Un ejemplo de este problema lo muestra la propia aplicación de Mercado Pago, pues en un recorrido por la Condesa o Roma, los establecimientos que aceptan el método de pago son bastantes, pero en una colonia en la periferia de Tlalpan, los negocios que lo permiten se cuentan con los dedos de una mano.

Nández resalta que para el despliegue de esta tecnología, las recomendaciones de boca en boca son vitales.

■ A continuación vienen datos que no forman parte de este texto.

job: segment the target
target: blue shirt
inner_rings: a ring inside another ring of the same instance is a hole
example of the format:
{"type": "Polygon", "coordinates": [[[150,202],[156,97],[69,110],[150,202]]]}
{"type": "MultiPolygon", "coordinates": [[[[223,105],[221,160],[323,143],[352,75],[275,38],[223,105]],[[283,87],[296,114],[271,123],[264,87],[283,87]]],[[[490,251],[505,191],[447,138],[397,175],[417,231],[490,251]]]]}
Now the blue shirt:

Figueroa ha usado el método por un par de años, pero hace dos meses influyó para que Quesadillas Paty lo comenzaran a usar. “La novedad ha atraído a algunos clientes”, platica Patricia Osorio, la dueña del lugar.

Además, Pepe ha recomendado el servicio a sus familiares, quienes tienen negocios en el Estado de México, a los cuales les ha hablado de sus beneficios, como la posibilidad de obtener créditos mensuales para solventar emergencias, como comprar una nueva licuadora y no detener la operación de Jugos Pepe.

De mayo de 2020, Mercado Pago pasó de operar en 7,000 pequeños comercios en CDMX a hacerlo en cerca de 13,5000 para el mismo mes de este año. “La adopción se ha acelerado un montón conforme la economía se ha reactivado y precisamente ese es el propósito que buscamos: ayudar e impulsar a los negocios”.

No obstante, otras opciones de pago digital, como CoDi, del Banco de México, no han logrado tener el mismo éxito. Según una encuesta del Instituto Federal de Telecomunicaciones (IFT), el 77.1% de usuarios de internet en el país no han usado la plataforma de Cobro Digital por temor a ser hackeados, porque desconocen sus beneficios o simplemente porque no la conocen.

“La herramienta es un fracaso y no porque sea mala, sino por la estrategia que se utilizó. No se le dio buena difusión, no se le promueve, no se generan incentivos para su uso y por ella la gente no sabe de sus beneficios”, dijo en conferencia Mario Di Constanzo, ex titular de la Condusef.

Si bien las fintech se han sobrepuesto a los problemas que ha tenido CoDi, todavía son conscientes de los retos que deben superar, como la baja bancarización en el país, especialmente en zonas de la periferia, o la brecha tecnológica.